611. Intrapulmonary Penetration of CXA-201 and Piperacillin/tazobactam in Healthy Adult Subjects
Session: Poster Abstract Session: Novel Antimicrobial Agents
Friday, October 21, 2011
Room: Poster Hall B1
Background: CXA-201 (CXA-101/tazobactam), a combination antibacterial with excellent in vitro activity against Pseudomonas aeruginosa (MIC90 = 2 μg/mL) and Enterobacteriaceae (MIC90 = 1 μg/mL), is currently being developed for treatment of serious bacterial infections. The epithelial lining fluid (ELF) penetration of CXA-201 compared to piperacillin/tazobactam (P/T) was assessed in a Phase 1 clinical study.

Methods: This was a prospective, randomized (1:1), open-label study of 50 healthy adult volunteers (HV). Each HV received 3 doses of either 1.5g CXA-201 or 4.5g P/T.  After dosing, single ELF samples were obtained by bronchoalveolar lavage (BAL) in each HV at one of 5 scheduled time points (5 subjects/time point/treatment group). Serial plasma samples were collected pre- and post-treatment over a 6-hour (P/T) or 8-hour (CXA-201) time period. Urea levels in the plasma and BAL were used to calculate the ELF drug concentrations. Pharmacokinetic parameters were calculated by non-compartmental analysis using the mean concentrations at each time point.  The intrapulmonary penetration of CXA-201 into the ELF was determined by dividing the ELF AUC0-t by mean plasma AUC0-t.

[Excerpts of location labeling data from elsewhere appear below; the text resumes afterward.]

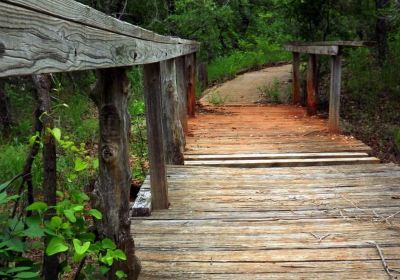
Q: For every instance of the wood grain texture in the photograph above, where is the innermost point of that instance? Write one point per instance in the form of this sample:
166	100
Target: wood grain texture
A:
182	91
335	90
283	223
191	84
312	85
73	11
296	79
152	93
39	43
251	130
321	50
173	134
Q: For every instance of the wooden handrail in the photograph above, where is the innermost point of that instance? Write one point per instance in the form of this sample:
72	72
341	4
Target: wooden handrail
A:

Results: CXA-201 and P/T penetrated well into ELF.  The CXA-101 ELF/plasma AUC ratio was 0.49, compared to 0.35 for piperacillin.  The ELF concentrations of CXA-101 exceeded 8 µg/mL for 63% of the 8-hour dosing interval. The plasma concentrations for CXA-101 were consistent with those seen previously at this dose.

Conclusion: CXA-101 penetrated well into the ELF of HV compared to P/T, an agent widely used for treatment of lower respiratory infections. CXA-201’s intrapulmonary pharmacokinetics suggests potential utility as an agent for treatment of lower respiratory tract infections caused by pathogens with minimum inhibitory concentrations of ≤ 8µg/ml.


Subject Category: C. Clinical studies of bacterial infections and antibacterials including sexually transmitted diseases and mycobacterial infections (surveys, epidemiology, and clinical trials)

Gurudatt Chandorkar, PhD1, Jennifer Huntington, PharmD1, Tara Parsons1, Mark Gotfried, MD2 and Obiamiwe Umeh, MD, MSc1, (1)Cubist Pharmaceuticals, Lexington, MA, (2)Pulmonary Associates, Phoenix, AZ

Disclosures:

G. Chandorkar, Cubist Pharmaceuticals: Employee, Salary

J. Huntington, Cubist Pharmaceuticals: Employee, Salary

T. Parsons, Cubist Pharmaceuticals: Employee, Salary

M. Gotfried, Cubist Pharmaceuticals: Research Relationship, Research support
Johnson and Johnson: Research Relationship, Research support
Forest: Research Relationship, Research support

O. Umeh, Cubist Pharmaceuticals: Employee, Salary

Findings in the abstracts are embargoed until 12:01 a.m. EST Thursday, Oct. 20 with the exception of research findings presented at IDSA press conferences.